I’ve started this post more than once. The first line used to be “Team Alzen is finally expecting a new member”. Sadly, this truth has come and gone. Team Alzen was expecting a new member, but I had a miscarriage and lost that baby.
Many of you who read our blog already know all of this. It was never our plan to wait to tell people, so we didn’t. Although this is largely against traditional practice, it was natural to us. The only thing that would have been different had we not told people, is that I/we would be mourning in isolation now. I strive to live my life in community, and the support I’ve received both in celebrating a pregnancy and mourning its loss has been incredible. I certainly don’t regret telling people, and am thankful for my community. While talking about it and receiving support from others often brings tears, I know that with those tears come healing and deeper relationships, and I’m thankful for both.
Too many people think this doesn’t happen very often and that the mother must have done something to cause it. Neither of these are true, and part of me being very open about all of this is to influence this line of thinking.
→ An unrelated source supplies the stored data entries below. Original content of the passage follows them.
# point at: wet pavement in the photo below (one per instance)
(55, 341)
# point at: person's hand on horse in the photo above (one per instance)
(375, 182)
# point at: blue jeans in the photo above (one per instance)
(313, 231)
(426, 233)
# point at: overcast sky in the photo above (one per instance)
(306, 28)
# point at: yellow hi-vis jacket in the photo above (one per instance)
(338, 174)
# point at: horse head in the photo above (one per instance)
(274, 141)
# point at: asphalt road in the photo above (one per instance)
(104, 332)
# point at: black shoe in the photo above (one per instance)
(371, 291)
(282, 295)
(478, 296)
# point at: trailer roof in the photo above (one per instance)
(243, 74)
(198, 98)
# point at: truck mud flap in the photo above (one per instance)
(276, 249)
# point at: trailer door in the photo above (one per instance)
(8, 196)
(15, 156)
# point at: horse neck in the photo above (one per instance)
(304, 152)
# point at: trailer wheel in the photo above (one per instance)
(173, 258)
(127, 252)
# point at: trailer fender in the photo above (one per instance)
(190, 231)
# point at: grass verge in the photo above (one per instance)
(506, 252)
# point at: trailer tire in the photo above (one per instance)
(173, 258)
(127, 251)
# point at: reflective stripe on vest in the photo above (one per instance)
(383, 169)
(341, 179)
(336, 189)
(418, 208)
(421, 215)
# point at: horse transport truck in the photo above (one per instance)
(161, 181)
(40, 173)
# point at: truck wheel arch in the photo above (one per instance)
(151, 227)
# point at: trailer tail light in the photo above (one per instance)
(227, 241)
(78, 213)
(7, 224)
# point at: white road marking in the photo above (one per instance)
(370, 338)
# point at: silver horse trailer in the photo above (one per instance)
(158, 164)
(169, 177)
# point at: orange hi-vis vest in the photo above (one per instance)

I feel very encouraged and supported through this process, but the thought of being alone or blaming myself for any of this would be devastating. The passing moments I spent thinking about what I did to cause this were awful, and I’m so thankful for my husband who quickly pushed those thoughts out of my head.
In all of this, I am certain of God’s love for me and His sovereign plan. I am certain of the love I share with my husband and his incredible strength and leadership for our family. I know that God will ultimately use this for His purposes, and I am thankful for the opportunity for refinement. I acknowledge that this is now part of our story and that I can empathize with and support others who experience this in ways I would not have been able to before. I am humbled and thankful for that opportunity.
Many have asked what they can do. If you are the praying kind, please pray for healing for us both. Pray that we would grieve and heal well and move forward from this more like Christ. Please also don’t feel the need to pity me or treat me like I’m fragile. I’m hurting, but I will be fine. Please just continue to walk in community with me. Be the friend you have always been to me and allow me to continue to be the same person in your life. I am, of course, changed by this experience, but I will now allow it to be something damaging but rather something that molds me into the person I was created to be.